This one is for legitimate lxml
gurus. I have a web scraping application where I want to iterate over a number of div.content
(content is the class) tags on a website. Once in a div.content tag, I want to see if there are any <a>
tags that are the children of <h3>
elements. This seems relatively simple by just trying to create a list using XPath
from the div.cont tag, i.e.,
linkList = tree.xpath('div[contains(@class,"cont")]//h3//a')

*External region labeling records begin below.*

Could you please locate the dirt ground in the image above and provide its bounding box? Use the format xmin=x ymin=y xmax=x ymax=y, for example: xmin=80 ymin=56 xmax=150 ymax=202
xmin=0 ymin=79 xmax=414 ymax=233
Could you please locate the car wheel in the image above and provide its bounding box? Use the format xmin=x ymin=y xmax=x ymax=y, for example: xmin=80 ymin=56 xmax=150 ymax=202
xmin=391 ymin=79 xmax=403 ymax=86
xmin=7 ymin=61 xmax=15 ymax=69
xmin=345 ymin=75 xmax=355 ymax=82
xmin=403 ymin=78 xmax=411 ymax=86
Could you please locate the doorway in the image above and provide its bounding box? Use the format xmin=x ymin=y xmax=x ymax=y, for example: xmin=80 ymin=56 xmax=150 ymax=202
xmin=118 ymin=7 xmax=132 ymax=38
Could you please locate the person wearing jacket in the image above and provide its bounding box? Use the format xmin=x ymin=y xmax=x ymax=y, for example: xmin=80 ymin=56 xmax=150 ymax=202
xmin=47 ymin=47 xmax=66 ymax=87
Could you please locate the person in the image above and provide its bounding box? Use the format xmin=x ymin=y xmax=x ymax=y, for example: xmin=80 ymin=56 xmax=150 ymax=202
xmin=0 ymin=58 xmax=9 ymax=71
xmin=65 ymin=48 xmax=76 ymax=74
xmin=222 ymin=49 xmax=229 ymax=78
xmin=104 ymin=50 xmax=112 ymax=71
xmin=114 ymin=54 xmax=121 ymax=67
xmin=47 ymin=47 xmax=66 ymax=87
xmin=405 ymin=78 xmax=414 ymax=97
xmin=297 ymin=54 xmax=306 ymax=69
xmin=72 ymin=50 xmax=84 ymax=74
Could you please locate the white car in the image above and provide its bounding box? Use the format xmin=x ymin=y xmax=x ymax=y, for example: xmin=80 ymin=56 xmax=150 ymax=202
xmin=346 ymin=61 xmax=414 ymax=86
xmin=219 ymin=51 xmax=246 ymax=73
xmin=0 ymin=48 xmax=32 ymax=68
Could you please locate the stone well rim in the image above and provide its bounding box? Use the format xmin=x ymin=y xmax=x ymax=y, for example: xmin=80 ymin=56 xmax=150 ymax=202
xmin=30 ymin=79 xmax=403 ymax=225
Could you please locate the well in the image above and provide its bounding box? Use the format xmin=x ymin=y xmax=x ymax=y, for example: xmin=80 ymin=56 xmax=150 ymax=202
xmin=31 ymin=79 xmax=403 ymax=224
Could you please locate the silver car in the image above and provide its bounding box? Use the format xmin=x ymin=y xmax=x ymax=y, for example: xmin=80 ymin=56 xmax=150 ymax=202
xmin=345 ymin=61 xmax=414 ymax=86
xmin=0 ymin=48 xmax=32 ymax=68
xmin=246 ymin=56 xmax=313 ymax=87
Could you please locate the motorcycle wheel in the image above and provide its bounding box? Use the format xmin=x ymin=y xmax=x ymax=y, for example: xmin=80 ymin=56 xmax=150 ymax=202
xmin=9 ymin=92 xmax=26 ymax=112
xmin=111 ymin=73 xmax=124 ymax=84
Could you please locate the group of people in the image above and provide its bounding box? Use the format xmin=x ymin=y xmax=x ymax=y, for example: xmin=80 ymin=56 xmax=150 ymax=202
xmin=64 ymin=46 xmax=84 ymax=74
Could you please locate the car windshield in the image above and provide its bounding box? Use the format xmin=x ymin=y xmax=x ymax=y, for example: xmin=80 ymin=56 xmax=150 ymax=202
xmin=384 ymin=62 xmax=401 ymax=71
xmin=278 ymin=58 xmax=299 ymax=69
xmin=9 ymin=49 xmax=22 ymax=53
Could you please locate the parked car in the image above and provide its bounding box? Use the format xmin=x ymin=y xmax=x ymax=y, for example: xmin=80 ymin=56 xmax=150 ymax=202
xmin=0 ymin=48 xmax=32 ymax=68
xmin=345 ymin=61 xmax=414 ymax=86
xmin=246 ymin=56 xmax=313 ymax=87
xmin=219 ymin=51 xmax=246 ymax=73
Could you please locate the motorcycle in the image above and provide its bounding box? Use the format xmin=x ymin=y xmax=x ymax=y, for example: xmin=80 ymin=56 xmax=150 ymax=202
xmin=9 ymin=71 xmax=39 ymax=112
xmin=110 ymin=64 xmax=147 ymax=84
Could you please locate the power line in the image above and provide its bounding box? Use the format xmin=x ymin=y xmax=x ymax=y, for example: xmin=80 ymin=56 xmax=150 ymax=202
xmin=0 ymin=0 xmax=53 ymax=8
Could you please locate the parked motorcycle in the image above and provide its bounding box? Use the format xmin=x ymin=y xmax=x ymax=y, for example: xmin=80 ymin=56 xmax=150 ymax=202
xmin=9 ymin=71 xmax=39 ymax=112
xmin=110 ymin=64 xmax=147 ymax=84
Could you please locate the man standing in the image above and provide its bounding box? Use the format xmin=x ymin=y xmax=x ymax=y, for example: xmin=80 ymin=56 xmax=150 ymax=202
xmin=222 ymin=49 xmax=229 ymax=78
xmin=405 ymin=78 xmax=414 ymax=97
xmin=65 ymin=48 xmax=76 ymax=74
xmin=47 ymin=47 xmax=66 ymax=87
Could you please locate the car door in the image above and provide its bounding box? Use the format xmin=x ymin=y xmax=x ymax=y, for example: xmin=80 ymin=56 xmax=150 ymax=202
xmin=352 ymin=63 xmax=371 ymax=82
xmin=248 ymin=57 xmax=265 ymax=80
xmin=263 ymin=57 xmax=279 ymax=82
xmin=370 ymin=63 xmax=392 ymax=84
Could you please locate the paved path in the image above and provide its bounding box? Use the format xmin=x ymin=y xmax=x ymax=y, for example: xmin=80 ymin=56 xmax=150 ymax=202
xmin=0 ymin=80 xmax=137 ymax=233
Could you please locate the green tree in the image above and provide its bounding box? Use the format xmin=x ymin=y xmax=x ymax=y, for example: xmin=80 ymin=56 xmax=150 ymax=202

The problem is, I then want to create a tuple
that contains the link from the div.content box as well as the text from the paragraph element of the same div.content box. I could obviously iterate over the whole document and store all of the paragraph text as well as all of the links, but I wouldn't have any real way of matching the appropriate paragraphs to the <a>
tags.
lxml's Element.iter()
function could ALMOST achieve this by iterating over all of the div.cont
elements, ignoring those without <a>
tags, and pairing up the paragraph/a
combos, but unfortunately there doesn't seem to be any option for iterating over class names, only tag names, with that method.
Edit: here's an extremely stripped down version of the HTML I want to parse:
<body>
<div class="cont">
<h1>Random Text</h1>
<p>The text I want to obtain</p>
<h3><a href="somelink">The link I want to obtain</a></h3>
</div>
</body>
There are a number of div.conts like this that I want to work with -- most of them have far more elements than this, but this is just a sketch to give you an idea of what I'm working with.